The barest flicker of surprise crossed Sam’s face and then that smile was back. It had been a while since he’d shaved, blond stubble gathering thickly along his jaw and cheeks. A sexy and infuriating smile. McKenna wished she had something other than the PowerBar or pecans to throw at him. She was mad, but not mad enough to toss away food, even if it was just smashed-up nuts that she didn’t want. So she took a step toward Sam and pushed him. He stumbled back a little, eyes widening but the smile not budging. Then he righted himself, using McKenna’s shoulders for leverage.
“Calm down, Mack,” he said, pulling her toward him and holding her face against his chest. “It’s not a big deal,” Sam went on. “I want to see the waterfall. You don’t. So you don’t have to come. You go on. I’ll catch up.”
She looked up at him, her chin dragging against the scratchy wool of his black-and-red coat. “What do you mean, ‘catch up’? You’re going without me?”
Last night he loved her, and now he was going to desert her again?
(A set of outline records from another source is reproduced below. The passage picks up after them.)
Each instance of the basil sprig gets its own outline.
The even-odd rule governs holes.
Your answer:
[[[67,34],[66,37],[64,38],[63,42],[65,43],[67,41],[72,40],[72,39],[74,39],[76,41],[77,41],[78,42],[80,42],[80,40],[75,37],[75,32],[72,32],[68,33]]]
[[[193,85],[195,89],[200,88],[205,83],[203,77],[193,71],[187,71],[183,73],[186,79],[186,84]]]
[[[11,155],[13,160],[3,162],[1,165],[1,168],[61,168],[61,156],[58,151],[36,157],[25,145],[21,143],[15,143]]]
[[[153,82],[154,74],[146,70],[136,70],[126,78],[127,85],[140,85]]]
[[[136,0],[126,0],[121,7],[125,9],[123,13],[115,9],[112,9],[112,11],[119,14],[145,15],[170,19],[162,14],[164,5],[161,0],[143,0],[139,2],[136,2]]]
He looked down at her, brushing the hair off her forehead like they weren’t arguing, like none of this meant anything to him. As much as she still felt the impulse to push him away, she also wanted to cling to him, not beg exactly, just ask him to please stay with her. Please. For the first time ever, she sympathized with Courtney, staying behind with Jay. It seemed like the worst thing in the world, the idea of being apart from Sam, no matter how mad she felt.
They pulled apart, both reaching for their packs, and started walking. Nothing had been decided, not aloud anyway, but McKenna could tell from Sam’s cocky stride that it wasn’t that he didn’t care if she followed him. It was that he was sure she would follow him. Not for a minute did Sam think she wouldn’t go exactly where he went, just like every other girl he’d ever met. So far McKenna had resisted asking him about other girls. Now, walking behind him, her face scrunched into a frown as she let herself wonder: How many had there been, exactly? And what had he said to them? Had he told them I love you?